Objective: In this narrative review, we aimed to investigate lymphangiogenic activities in lymphatic endothelial progenitor cells (LEPCs) of offspring who have been exposed to preeclampsia in an effort to provide insight into a potential mechanism by which the in-utero fetal exposure results in reprogramming of fetal physiology and contributes to cardiovascular disease susceptibility in adulthood.

Search Methods: An online search in the PubMed database was conducted for articles from 2018 to 2022 using the following keywords “lymphatic endothelial cells in preeclampsia,” “cardiovascular disease in preeclampsia,” and “lymphangiogenesis in cardiovascular disease”.

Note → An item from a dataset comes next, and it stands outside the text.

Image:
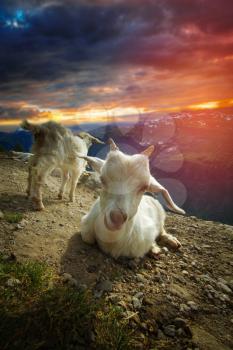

Results: Studies indicate that during embryo implantation, various alterations of the decidua occur to create a proinflammatory environment. One such alteration was reported in a study where tubular lymphatic vessel density was significantly reduced in the decidua of women with preeclampsia.⁴ A correlation was made between lymphatic vessel density and the level of Tregs whereby a decrease in lymphatic vessel density correlated with a decrease in FOXP3+ expressing Tregs.⁴ Additionally, it has also been reported that type 1 macrophage markers predominate in the decidua of women with preeclampsia which further contributes to the inflammatory processes in this disorder.⁵ The fetal physiologic response to such conditions was analyzed by studying a lymphatic endothelial progenitor cell (LEPC) line taken from human cord blood cells identified as VEGFR3+ /Pod+ /CD11b+ Cells.⁶ The LEPCs from normal pregnancies differentiated into lymphatic endothelial cells (LECs) after 9 days in culture; however, those cells taken from preeclamptic pregnancies differentiated after 14 days in culture.⁶ The LEPCs from preeclamptic pregnancies also showed a significantly reduced density of lymphatic vessel specific markers.⁶ Another independent study highlighted the contributions of abnormal lymphangiogenesis to the pathogenesis of cardiovascular disease in zebrafish.⁷ VEGFC and VEGFD contribute to the development of lymphatic vessels in the heart; therefore, VEGFC and VEGFD mutants that lacked functional lymphatic vessels showed cardiac hypertrophy without previous injury and a significantly reduced ability of the heart to resolve inflammation.⁷ These findings may point to a similar mechanism in humans.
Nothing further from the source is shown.